Beberapa waktu lalu, saya menghadiri temu kangen dengan para alumni perusahaan tempat saya bekerja. Suasana hangat penuh nostalgia, penuh canda dan cerita. Namun, di balik tawa itu, ada juga kisah-kisah yang membuat hati terenyuh.
Mayoritas para pensiunan, baik yang dulu pernah menjabat sebagai pejabat maupun karyawan biasa, kondisinya tidak terlalu menggembirakan. Ada yang masih berjuang dengan kesehatan, ada yang kesulitan secara finansial, bahkan ada yang kehilangan semangat karena merasa tidak lagi dibutuhkan.
Perusahaan memang berusaha hadir melalui program tanggung jawab sosial ataupun panitia HUT perusahaan. Bantuan diberikan secara rutin, mulai dari sembako hingga santunan. Tapi dalam obrolan dengan salah satu senior alumni, keluar kalimat yang sangat dalam:
“Perusahaan jangan hanya ngasih ikan, tapi kailnya juga. Supaya alumni bisa mandiri.”
Kalimat itu menempel di kepala saya. Sederhana, tapi penuh makna. Memberi ikan memang membantu, tapi hanya sebentar. Memberi kail artinya membekali dengan kemampuan agar tetap bisa bertahan, berdaya, dan mandiri, meskipun sudah tidak lagi aktif bekerja.
Sayangnya, usulan ini bukan tidak ditangkap perusahaan, hanya saja realisasinya cukup menantang untuk pemberdayaan alumni. Justru yang menjadi concern saya bagaimana mempersiapkan yang masih bekerja untuk lebih siap menjalani masa-masa pensiun.
Mengapa Kita Perlu Second Curve?
Dari pertemuan itu saya belajar satu hal: masa pensiun bukan lagi jauh di depan, tapi bisa hadir lebih cepat daripada yang kita kira. Menjadi pensiunan berarti kita tidak lagi bergantung pada gaji bulanan, sementara kebutuhan hidup terus berjalan.
Itulah sebabnya, kita butuh yang disebut second curve—sebuah jalan atau kurva kehidupan kedua, yang kita siapkan sebelum kurva pertama (karier di perusahaan) menurun. Second curve adalah fase baru yang memberi kita penghasilan, makna, dan aktivitas produktif setelah kita selesai dengan pekerjaan utama.

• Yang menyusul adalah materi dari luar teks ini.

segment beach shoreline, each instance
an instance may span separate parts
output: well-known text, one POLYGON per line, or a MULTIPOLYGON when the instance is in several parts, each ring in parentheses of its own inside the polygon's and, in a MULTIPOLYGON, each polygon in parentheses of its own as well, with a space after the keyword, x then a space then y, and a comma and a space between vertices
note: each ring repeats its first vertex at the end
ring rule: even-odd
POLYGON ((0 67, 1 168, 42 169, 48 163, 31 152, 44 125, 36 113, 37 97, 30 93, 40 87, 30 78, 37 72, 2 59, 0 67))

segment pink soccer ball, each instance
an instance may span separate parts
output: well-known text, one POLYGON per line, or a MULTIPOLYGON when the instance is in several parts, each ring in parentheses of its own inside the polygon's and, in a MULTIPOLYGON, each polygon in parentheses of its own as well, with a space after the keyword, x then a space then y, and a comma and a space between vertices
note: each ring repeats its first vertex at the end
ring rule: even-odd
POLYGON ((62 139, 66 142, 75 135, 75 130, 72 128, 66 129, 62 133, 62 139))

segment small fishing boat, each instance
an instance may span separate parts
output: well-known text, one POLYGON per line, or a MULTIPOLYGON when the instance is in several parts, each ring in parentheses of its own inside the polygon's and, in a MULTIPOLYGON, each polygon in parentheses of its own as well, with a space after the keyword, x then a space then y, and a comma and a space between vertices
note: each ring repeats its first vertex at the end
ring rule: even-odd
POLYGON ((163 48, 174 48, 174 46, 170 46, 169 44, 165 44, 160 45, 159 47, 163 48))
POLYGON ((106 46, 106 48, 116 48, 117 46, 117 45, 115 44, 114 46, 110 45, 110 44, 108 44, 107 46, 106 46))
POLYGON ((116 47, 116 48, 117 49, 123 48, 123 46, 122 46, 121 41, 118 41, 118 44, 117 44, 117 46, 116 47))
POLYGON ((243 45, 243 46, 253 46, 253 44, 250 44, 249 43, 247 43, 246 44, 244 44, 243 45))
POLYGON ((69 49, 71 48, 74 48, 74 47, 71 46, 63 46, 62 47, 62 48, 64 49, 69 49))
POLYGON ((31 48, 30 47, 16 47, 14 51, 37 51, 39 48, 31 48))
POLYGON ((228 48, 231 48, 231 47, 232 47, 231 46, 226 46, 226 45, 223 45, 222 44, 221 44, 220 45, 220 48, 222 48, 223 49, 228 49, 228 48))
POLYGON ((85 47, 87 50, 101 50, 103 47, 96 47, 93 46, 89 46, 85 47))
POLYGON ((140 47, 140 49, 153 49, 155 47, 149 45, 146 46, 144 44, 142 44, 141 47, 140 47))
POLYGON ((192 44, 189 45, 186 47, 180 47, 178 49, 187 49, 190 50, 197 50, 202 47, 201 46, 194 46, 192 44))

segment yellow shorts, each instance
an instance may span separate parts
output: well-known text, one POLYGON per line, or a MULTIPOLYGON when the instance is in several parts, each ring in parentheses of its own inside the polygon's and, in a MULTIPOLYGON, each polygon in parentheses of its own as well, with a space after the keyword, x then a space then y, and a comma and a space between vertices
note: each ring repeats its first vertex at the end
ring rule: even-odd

Kalau kurva pertama adalah masa kita bekerja di perusahaan, maka second curve bisa berupa usaha sampingan, profesi baru, karya, atau aktivitas sosial yang bernilai.
Pertanyaannya: kapan kita harus menyiapkan second curve?
Jawabannya: sejak masih aktif bekerja. Jangan menunggu pensiun datang. Karena menyiapkan kehidupan pasca kerja butuh waktu, energi, dan konsistensi.
Apa yang Harus Dipersiapkan?
1. Mindset dan Mental
Pensiun bukan akhir, tapi transisi. Kita harus siap mental menerima bahwa status dan jabatan akan hilang. Yang tersisa adalah siapa diri kita sebenarnya.
2. Kesehatan
Tanpa kesehatan, semua rencana hanya mimpi. Mulailah dengan olahraga ringan, pola makan sehat, dan pemeriksaan rutin sejak dini.
3. Keuangan
Jangan habiskan semua penghasilan untuk gaya hidup. Sisihkan untuk tabungan pensiun, investasi sederhana, atau usaha kecil yang bisa berkembang.
4. Keterampilan Baru
Jangan puas dengan kemampuan sekarang. Belajarlah hal-hal yang bisa menghasilkan nilai tambah: menulis, berbicara, teknologi, atau keterampilan praktis lain.
5. Jaringan dan Silaturahmi
Setelah pensiun, banyak pintu terbuka bukan karena CV, tapi karena relasi. Rawat silaturahmi, bangun jaringan dengan komunitas di luar pekerjaan.
6. Spiritualitas dan Amal
Ketika usia bertambah, semakin kita butuh pegangan kuat. Aktivitas ibadah dan sosial bukan hanya bekal akhirat, tapi juga memberi ketenangan batin.
Tips Aplikatif: Mulai dari Sekarang
• Sisihkan 10–20% penghasilan untuk dana pensiun atau investasi.
• Bangun usaha kecil-kecilan sambil bekerja, tidak harus besar, yang penting berjalan.
• Ikuti komunitas atau pelatihan sesuai minat. Misalnya kelas menulis, wirausaha, atau pengembangan diri.
• Mulai rajin berbagi ilmu atau pengalaman. Bisa lewat tulisan, video, atau forum kecil. Dari berbagi, sering lahir peluang baru.
• Rawat kesehatan dengan disiplin sederhana: tidur cukup, olahraga teratur, kurangi gula dan gorengan.
Seruput Kopi Panas
Hidup adalah perjalanan panjang dengan banyak tikungan. Pensiun bukanlah garis akhir, tapi persimpangan menuju jalan baru. Jangan tunggu sampai pensiun tiba baru bingung harus apa. Siapkan kail kita sejak sekarang, tempa second curve kita dari dini.
Karena pada akhirnya, hidup yang mandiri, sehat, produktif, dan penuh makna jauh lebih berharga daripada sekadar menunggu bantuan datang. Seruput kopi panas, mari kita siapkan kehidupan kedua dengan bijak.